Prediction: Saracens all the way but good potential for a QF place for the runners-up.
Scarlets: Four times semi-finalists if you include two appearances as Llanelli but haven’t yet made it into a final. Gave it a good rattle last season battling their way through a tough pool alongside Toulon, Bath and Benetton and then beating La Rochelle in the quarter-finals. Met their match in the semi-finals though when they lost 38-16 to Leinster. The return of Wales and Lions centre Jonathan Davies is a big plus, an injury to brother James a big loss.
Racing: Twice losing finalists in the last three years Racing are becoming a force to reckon with in Europe with their classic combination of piano shifting forwards and piano playing backs. Did brilliantly last year to defeat Clermont in the quarter-finals and Munster in semi-finals before going down 15-12 to Leinster in the final showdown. The summer signings of Finn Russell and Simon Zebo, below, demonstrate how they like to play given half a chance.
Leicester Tigers: Two times European champions and two other losing finals to boot but not quite the force in Europe they were, witness last season when they managed just one pool win. Can still be a tricky team to beat at Welford Road though which might count for something but generally seem to lack the grunt up front of old.
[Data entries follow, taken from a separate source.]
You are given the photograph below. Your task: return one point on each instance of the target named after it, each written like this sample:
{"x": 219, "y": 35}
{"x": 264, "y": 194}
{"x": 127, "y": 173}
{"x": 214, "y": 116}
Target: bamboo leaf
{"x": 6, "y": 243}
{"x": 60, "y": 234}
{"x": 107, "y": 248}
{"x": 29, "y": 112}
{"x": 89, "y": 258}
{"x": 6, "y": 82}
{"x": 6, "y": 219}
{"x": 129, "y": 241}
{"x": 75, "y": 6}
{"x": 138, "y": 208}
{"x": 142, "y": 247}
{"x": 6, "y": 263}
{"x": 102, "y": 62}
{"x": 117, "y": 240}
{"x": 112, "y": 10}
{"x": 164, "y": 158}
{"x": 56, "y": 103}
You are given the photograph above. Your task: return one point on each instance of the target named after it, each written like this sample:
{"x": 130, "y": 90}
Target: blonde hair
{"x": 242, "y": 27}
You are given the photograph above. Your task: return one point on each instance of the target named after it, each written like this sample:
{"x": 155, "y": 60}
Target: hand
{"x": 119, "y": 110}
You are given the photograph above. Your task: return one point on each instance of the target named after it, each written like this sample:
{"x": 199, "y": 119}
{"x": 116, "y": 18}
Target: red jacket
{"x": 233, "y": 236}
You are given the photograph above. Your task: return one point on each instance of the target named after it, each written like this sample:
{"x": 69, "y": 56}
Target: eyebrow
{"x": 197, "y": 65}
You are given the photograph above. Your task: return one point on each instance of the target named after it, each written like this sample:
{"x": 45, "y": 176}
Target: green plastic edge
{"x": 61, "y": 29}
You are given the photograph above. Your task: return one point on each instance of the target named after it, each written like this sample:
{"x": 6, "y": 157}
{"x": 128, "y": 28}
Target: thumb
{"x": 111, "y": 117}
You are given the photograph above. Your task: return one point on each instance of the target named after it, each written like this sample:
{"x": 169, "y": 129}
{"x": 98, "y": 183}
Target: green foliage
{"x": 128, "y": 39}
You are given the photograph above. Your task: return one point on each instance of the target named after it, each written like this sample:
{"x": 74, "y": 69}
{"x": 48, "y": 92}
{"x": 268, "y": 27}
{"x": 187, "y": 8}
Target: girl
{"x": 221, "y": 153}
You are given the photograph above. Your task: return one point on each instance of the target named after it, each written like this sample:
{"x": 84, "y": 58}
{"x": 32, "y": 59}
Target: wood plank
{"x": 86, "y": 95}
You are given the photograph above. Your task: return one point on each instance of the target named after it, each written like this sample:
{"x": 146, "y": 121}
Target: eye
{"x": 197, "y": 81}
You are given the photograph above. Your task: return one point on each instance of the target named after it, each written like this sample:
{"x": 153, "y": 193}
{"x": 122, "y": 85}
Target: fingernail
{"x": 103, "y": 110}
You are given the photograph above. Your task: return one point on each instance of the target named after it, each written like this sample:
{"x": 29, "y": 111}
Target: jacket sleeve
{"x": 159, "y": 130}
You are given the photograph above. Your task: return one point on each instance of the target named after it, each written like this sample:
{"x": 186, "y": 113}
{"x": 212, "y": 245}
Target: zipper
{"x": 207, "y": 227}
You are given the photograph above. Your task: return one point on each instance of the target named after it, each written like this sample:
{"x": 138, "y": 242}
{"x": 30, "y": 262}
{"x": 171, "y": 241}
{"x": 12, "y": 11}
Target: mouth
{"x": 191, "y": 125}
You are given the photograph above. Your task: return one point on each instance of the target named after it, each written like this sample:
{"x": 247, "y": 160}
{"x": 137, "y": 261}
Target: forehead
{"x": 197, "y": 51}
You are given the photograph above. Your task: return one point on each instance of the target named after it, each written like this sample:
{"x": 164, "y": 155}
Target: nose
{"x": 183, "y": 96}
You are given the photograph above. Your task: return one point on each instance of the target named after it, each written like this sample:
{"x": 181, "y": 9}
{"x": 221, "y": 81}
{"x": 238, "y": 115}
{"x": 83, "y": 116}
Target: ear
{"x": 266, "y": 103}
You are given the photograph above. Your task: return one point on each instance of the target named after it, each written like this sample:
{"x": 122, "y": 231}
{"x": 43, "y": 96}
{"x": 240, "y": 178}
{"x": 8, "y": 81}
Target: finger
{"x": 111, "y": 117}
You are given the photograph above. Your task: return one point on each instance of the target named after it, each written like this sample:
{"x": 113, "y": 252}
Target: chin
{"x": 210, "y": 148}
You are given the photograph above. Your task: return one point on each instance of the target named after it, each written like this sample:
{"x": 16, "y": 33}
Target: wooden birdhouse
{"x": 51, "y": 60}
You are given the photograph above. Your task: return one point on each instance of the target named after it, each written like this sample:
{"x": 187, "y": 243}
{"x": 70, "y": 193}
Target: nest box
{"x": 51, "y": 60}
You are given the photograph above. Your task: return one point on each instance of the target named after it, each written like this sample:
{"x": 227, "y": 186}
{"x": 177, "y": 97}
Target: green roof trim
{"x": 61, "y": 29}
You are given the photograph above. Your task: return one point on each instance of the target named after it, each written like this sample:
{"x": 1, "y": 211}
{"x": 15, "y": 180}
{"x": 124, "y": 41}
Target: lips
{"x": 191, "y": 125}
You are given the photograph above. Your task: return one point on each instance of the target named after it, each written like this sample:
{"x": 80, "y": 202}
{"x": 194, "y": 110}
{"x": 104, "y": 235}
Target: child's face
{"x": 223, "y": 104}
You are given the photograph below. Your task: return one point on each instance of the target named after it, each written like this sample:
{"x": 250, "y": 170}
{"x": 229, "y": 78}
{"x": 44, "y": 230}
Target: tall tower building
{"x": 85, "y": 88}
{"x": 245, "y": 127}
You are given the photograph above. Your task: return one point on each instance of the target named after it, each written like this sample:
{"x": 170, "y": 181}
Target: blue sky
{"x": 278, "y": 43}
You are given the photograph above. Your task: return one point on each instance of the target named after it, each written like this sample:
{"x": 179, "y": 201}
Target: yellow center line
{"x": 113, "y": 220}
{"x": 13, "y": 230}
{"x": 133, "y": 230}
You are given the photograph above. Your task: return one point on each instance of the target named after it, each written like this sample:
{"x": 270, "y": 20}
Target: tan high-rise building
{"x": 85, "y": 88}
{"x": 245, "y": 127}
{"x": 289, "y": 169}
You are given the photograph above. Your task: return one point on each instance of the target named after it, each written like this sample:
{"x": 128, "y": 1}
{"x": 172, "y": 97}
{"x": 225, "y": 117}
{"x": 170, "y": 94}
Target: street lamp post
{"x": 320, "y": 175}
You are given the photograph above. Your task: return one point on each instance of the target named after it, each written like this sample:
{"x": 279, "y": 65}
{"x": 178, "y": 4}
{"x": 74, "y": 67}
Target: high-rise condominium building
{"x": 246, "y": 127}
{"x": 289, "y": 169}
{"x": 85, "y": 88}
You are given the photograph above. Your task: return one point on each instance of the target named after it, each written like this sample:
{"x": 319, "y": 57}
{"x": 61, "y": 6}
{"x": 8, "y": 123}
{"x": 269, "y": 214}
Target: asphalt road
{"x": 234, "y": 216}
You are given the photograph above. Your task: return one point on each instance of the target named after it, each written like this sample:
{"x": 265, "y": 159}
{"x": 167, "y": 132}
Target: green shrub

A fit again Manu Tuilagi can press his claims for an England return against quality opposition
Ulster: Winners in 1999 and runners up three years later, Ulster can flatter to deceive on occasions and their domestic form in the PRO14 frustrates their fans – good wins one week, huge defeats the next. Claimed four pool wins last season but it wasn’t quite enough to advance to the quarter-finals. Skipper Rory Best has been much missed with his chronic hamstring injury, but it seems like he might finally be ‘good to go’.
Prediction: Scarlets and Racing will be neck and neck, Racing to nick it but Scarlets to also progress.
Montpellier: Still a young club with limited European experience but have the strength in depth to do well. Very poor last season though with just two wins in an admittedly tough pool, lining up against Leinster, Exeter and Glasgow. Have the big hitters – Nadolo, Nagusa, Steyn, Bismark du Plesssis – to make a real impact and potentially could get away to a strong start with a home match against Edinburgh first up followed by a trip to Newcastle.
Newcastle Falcons: The Falcons have very little European Cup pedigree with just a solitary quarter-final appearance in 2005 although they did roll up their sleeves and have a crack at the Challenge Cup last season being unbeaten in their pool before losing at Gloucester in the semi-final. Dean Richards’ squad are still in the learning phase and the Premiership remains their priority but will be hard to knock over at Kingston Park.
Edinburgh: One quarter-final and one semi-final – against Ulster in 2012 – to date in Europe’s premier competition which is a modest record which needs some work on. Showed up well in the Challenge Cup last season with five pool wins before losing disappointingly in the quarter-finals to Cardiff. Daunting start though with Montpellier away followed by Toulon at home. Richard Cockerill will get them fired up… but that’s unlikely to be sufficient.
Toulon: Got the taste for Europe with two losing Challenge Cup finals and then, with Jonny Wilkinson and Matt Giteau at the helm, went on a winning spree with three Heineken Cup titles on the bounce between 2013-15. Currently undergoing a transitional period but fought hard last year, finishing runners up to Scarlets in their pool and by common consent being distinctly unlucky 20-19 losers to Munster at Thomond Park in the quarter-finals.
Prediction: Montpellier to edge past Top 14 rivals Toulon who will also progress as one of the best three runners-up.